The strikes that could affect your summer holiday – and how to claim compensation


Airport staff are expected to strike at various key European destinations this summer, including in France, Italy and the Netherlands. However, expected strikes at Gatwick airport have been (at least temporarily) postponed.

Here we round up the travel strikes across the UK and Europe in the coming months, with advice on what to do if your plans are affected.

This page will be regularly updated to reflect the latest information, but note that some strikes are announced with little notice.


Travel disruption this summer

Paris: Airports (July 17)

Airport workers at both Roissy-Charles de Gaulle and Orly airports in Paris have called for walkouts on July 17, just 10 days before the beginning of the Olympics. It could cause delays in baggage handling and at check-in, although flights themselves should not be affected.

Italy: Airports (July 21)

Milan Linate and Bergamo Orio al Serio are expected to be hit with strike action on July 21. Delays will be felt most keenly between 1-5pm, in a repeat of a walkout taken earlier in the month by unionised staff. Italy’s transport unions are forbidden from striking during the height of the summer, so further action is not expected.

France: Motorways (throughout the summer)

Those driving throughout France should brace for a series of strikes across the country’s motorways throughout the summer. Protesting a falling number of staff members, workers on both the Autoroutes du Sud (ASF) and Vinci motorways have begun a series of walkouts. Exact dates are unclear, but those expecting to drive on either road should, especially at weekends, be prepared for delays.

Netherlands: Public transport (September 12)

Ahead of a budget announcement by the Dutch government, public transport workers have announced a walkout in the country’s largest cities on September 12. Services in Amsterdam, Rotterdam and The Hague will be impacted, with further strikes possible after that date.


What to do if your travel plans are affected by strike action

Before travelling, check whether there are any strikes in your destination and plan accordingly. Localised train strikes, for example, could create issues travelling from the airport upon arrival. Below, we outline your rights for major modes of transport.

Flights

If your flight is delayed or cancelled due to strike action, contact your airline immediately. Airlines are obliged to offer assistance such as food and drink or accommodation for extensive delays due to industrial action. Your airline is also obliged to place you on the next available flight. Or, if the delay lasts for more than five hours, you can withdraw from your flight and ask for a refund.

For flights that are cancelled outright, whether you are entitled to compensation depends on if the strike is considered to be something the airline could control. If so, you will only be entitled to compensation if your carrier informs you your flight is cancelled less than 14 days from the date you’re due to fly. But in the case of European air traffic control strikes, this wouldn’t be seen as the airline’s responsibility.

Check that your travel insurance covers you in the event of strike action.

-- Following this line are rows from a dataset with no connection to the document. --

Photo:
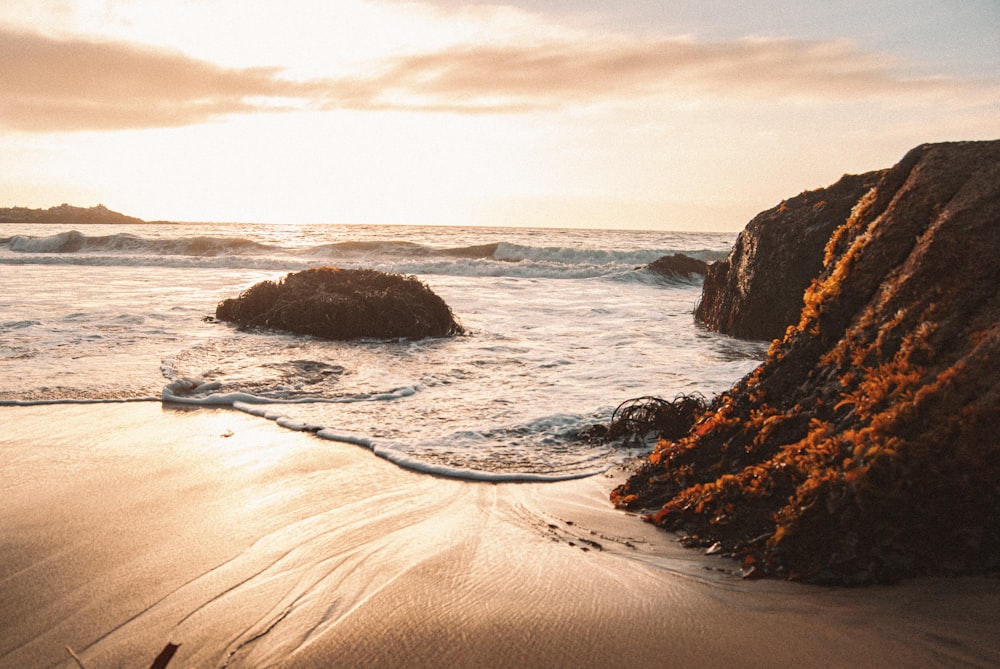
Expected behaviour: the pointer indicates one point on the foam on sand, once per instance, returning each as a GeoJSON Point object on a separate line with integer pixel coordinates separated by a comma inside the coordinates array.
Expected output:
{"type": "Point", "coordinates": [125, 527]}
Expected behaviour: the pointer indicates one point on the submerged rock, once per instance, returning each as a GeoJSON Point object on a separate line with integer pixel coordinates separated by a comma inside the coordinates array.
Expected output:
{"type": "Point", "coordinates": [678, 266]}
{"type": "Point", "coordinates": [336, 303]}
{"type": "Point", "coordinates": [864, 448]}
{"type": "Point", "coordinates": [756, 292]}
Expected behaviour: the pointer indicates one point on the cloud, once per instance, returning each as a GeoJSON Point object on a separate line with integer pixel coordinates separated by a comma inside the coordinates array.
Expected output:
{"type": "Point", "coordinates": [558, 73]}
{"type": "Point", "coordinates": [53, 84]}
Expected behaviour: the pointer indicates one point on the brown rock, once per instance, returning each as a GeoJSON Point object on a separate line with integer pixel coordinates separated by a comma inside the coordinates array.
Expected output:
{"type": "Point", "coordinates": [864, 448]}
{"type": "Point", "coordinates": [756, 292]}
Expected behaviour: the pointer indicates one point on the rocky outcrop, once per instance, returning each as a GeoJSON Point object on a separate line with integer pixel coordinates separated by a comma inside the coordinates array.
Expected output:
{"type": "Point", "coordinates": [335, 303]}
{"type": "Point", "coordinates": [756, 292]}
{"type": "Point", "coordinates": [678, 266]}
{"type": "Point", "coordinates": [65, 213]}
{"type": "Point", "coordinates": [864, 448]}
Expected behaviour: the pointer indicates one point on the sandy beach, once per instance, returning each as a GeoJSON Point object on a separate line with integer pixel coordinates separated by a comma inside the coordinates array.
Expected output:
{"type": "Point", "coordinates": [127, 526]}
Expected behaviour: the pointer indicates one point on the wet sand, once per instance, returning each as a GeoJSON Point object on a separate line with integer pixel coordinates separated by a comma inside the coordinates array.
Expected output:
{"type": "Point", "coordinates": [124, 527]}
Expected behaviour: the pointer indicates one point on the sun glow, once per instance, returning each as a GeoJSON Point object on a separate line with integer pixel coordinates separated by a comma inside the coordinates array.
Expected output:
{"type": "Point", "coordinates": [438, 112]}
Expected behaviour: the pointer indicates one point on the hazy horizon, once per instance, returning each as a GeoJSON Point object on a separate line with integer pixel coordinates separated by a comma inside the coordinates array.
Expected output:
{"type": "Point", "coordinates": [566, 114]}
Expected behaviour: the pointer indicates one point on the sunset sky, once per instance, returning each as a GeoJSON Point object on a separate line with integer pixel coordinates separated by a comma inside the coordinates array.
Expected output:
{"type": "Point", "coordinates": [662, 114]}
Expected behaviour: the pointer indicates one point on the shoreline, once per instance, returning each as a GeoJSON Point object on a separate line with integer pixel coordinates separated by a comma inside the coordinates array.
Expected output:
{"type": "Point", "coordinates": [128, 526]}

But be aware that once the industrial action has been announced, even without precise dates, you will not be able to buy cover for strikes.

For more information on what to do if your flight is delayed or cancelled, read our comprehensive guide here.

Trains and Eurostar services

If you have purchased an advance ticket and the train is rescheduled or cancelled due to strike action, you are entitled to a change or refund.

The refund process depends on each operator, but most have a straightforward “delay repay” system. Be sure to contact the retailer you purchased the ticket from.

As for Eurostar, if your train has been cancelled or is announced as delayed before departure by more than 60 minutes, you can reschedule your trip for another date or swap your ticket for an e-voucher, which you can use to rebook later in the year or claim a cash refund. Those whose trains are delayed after departure are entitled to partial refunds, depending on the length of the delay. Find more information here.

Ferries

According to the trade body Abta, if your ferry is expected to be delayed or cancelled, you should be provided with free snacks, meals and refreshments in relation to the waiting time. Refreshments should be provided even if the reason for the cancellation is bad weather (considered out of the company’s control).

When your ferry operator cancels your service due to strike action, it should offer the choice of an alternative or a refund.

You are entitled to compensation of 25 per cent of your ticket price, for that part of the affected journey, if your service is delayed in arrival by at least:

  • one hour for a journey of four hours

  • two hours for a journey between four and eight hours

  • three hours for a journey between eight and 24 hours

  • six hours for a journey of more than 24 hours

If the delay exceeds double the time set out, the compensation should be 50 per of the ticket price. The ferry operator must pay compensation within one month of the submission of a substantiated claim for compensation. Passengers should note that compensation isn’t payable where the delay was caused by weather conditions endangering the safe operation of the ferry or by extraordinary and unavoidable circumstances that hindered the sailing.

This piece is kept regularly updated with the latest strike news.